By ROBERT RECTOR
THIS months's winner of the What Were They Thinking Award goes to Northwest Airlines, which offered some helpful suggestions recently to its employees who are being laid off.
Entitled "101 Ways to Save Money," the good folks at Northwest, motivated no doubt by pure paternalistic instincts, advised their soon-to-be-unemployed workers to buy jewelry at pawnshops, auto parts at junkyards and to take shorter showers.
Wait, there's more. The list included asking doctors for prescription drug samples, borrowing a dress "for a big night out" and giving children hand-me-down toys and clothes.
Also suggested: "take a date for a walk along the beach or in the woods," "write letters instead of calling" and "never grocery shop hungry" which seems like odd advice to give the newly poor.
And the capper: "Don't be shy about pulling something you like out of the trash."
Now I understand that most airlines haven't always had warm and fuzzy relations with their employees and that bankruptcy in the industry is as common as lost baggage, but advising your employees to engage in Dumpster diving as a way to make ends meet may establish a new low.

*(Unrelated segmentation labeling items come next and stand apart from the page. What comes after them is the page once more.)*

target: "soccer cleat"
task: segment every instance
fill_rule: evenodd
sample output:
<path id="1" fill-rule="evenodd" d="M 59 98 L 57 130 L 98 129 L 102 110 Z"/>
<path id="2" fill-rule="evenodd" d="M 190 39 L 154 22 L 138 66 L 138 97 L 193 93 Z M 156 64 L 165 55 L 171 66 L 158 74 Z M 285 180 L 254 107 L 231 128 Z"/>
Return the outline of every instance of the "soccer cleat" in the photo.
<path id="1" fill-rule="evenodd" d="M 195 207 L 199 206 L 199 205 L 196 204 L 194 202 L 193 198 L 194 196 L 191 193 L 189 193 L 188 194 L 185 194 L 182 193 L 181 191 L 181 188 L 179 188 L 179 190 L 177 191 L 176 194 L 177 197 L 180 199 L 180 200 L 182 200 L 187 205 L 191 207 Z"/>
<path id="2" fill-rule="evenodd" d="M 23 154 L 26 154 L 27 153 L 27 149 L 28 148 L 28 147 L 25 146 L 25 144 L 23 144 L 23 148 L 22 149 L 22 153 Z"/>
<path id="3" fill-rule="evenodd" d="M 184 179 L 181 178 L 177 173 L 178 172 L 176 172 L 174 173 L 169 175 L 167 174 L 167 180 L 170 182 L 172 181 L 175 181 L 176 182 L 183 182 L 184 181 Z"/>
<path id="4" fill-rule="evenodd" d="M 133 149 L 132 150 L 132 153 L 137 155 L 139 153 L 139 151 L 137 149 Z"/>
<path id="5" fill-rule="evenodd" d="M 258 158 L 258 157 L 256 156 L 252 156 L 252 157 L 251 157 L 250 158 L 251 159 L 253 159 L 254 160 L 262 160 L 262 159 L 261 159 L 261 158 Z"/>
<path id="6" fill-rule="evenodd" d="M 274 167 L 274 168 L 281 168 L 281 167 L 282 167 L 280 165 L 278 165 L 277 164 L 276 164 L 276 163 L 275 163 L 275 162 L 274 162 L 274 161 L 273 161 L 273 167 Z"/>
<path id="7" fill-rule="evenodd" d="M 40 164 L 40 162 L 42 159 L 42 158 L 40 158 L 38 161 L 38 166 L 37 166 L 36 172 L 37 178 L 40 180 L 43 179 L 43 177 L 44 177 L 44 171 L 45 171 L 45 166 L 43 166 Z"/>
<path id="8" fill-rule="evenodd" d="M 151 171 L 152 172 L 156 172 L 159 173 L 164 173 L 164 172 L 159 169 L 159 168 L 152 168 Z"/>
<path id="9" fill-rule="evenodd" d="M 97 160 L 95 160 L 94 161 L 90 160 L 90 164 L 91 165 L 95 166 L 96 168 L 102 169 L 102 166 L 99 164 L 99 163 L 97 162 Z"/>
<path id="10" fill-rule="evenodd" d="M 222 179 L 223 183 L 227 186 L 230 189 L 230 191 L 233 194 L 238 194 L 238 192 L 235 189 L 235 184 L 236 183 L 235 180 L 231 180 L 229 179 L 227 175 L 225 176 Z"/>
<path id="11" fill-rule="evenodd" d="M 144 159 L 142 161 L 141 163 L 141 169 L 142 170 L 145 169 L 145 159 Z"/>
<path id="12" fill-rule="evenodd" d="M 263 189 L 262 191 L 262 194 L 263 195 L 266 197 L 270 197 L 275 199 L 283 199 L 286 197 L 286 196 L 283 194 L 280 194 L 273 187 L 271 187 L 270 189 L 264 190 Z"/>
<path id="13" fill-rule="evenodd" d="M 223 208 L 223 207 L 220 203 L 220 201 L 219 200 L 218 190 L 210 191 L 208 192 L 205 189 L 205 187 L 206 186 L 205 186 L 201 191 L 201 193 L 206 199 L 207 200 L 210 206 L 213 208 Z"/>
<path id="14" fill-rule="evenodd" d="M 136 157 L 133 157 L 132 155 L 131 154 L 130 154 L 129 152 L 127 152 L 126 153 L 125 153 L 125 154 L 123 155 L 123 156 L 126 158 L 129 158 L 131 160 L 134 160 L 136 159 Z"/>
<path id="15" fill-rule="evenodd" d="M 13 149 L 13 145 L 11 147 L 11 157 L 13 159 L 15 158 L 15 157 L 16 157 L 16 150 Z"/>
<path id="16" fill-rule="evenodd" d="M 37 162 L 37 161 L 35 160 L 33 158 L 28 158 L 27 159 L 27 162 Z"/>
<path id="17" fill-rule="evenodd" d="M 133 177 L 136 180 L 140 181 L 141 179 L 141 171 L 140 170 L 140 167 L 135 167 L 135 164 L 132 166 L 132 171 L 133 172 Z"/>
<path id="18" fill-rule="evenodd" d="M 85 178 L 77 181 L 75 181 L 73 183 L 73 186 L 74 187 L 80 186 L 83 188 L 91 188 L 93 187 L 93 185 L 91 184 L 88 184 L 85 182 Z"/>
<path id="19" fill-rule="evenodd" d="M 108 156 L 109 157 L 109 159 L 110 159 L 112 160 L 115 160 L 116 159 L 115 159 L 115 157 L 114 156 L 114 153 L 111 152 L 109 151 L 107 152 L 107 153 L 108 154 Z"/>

Call it inhuman relations.
To give Northwest its due, the suggestions were prepared for them by an employee-assistance company called NEAS. On its Web site, NEAS describes itself as "people who truly listen, who genuinely care, who are available at all times, and who know how to enhance the lives of employees and support the productivity and profitability of employers."
It sounds more like people who truly and genuinely cooked up some of these ideas over beers after hours.

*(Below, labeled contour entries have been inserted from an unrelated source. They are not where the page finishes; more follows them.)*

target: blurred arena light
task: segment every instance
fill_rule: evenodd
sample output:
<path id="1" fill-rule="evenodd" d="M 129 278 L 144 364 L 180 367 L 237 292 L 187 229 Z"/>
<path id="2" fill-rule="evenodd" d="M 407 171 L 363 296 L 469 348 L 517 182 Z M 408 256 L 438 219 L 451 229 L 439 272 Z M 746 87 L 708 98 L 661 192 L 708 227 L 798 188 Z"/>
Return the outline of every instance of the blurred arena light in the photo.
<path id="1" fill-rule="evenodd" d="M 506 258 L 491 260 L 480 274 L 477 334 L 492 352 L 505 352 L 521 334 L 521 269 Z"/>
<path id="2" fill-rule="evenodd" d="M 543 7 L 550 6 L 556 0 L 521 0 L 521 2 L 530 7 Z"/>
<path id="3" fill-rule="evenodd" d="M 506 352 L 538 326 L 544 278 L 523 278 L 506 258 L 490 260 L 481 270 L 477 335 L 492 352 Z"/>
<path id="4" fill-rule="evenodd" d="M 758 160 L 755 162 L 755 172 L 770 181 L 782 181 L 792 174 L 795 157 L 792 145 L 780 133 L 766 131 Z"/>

Nonetheless, the booklet went out with Northwest's stamp on it, forcing the airline to apologize before the ink was dry.
"We do realize that some of the information in there might be a bit insincere and, for that, we do apologize," spokesman Roman Blahoski said.
"There are some tips in there that are very useful and there are some tips that, looking back, were a bit insensitive."
Northwest's senior vice president of ground operations, Crystal Knotek, said in the statement that the company would make sure that "all materials are properly reviewed in the future."
That's the first good idea Northwest has had this month.
Of course, this kind of behavior isn't new in the airline game.
American Airlines several years back set an industry standard for insensitivity when it gave huge bonuses to its top executives shortly after flight attendants, mechanics and pilots had agreed to give back hundreds of millions in salary and benefits to keep the company from bankruptcy.
Chairman and Chief Executive Donald J. Carty would have gotten a $1.6 million bonus, based on his salary of $811,000, presumably for leading his company to the brink of financial ruin.
If that wasn't enough, American kept news of the bonuses a secret from its unions while negotiations over salary and benefit reductions were ongoing.
The resulting outcry forced American to scrap the bonuses.
All of this proves at least one thing: The airline industry is to public relations what Mel Gibson is to inter-faith understanding.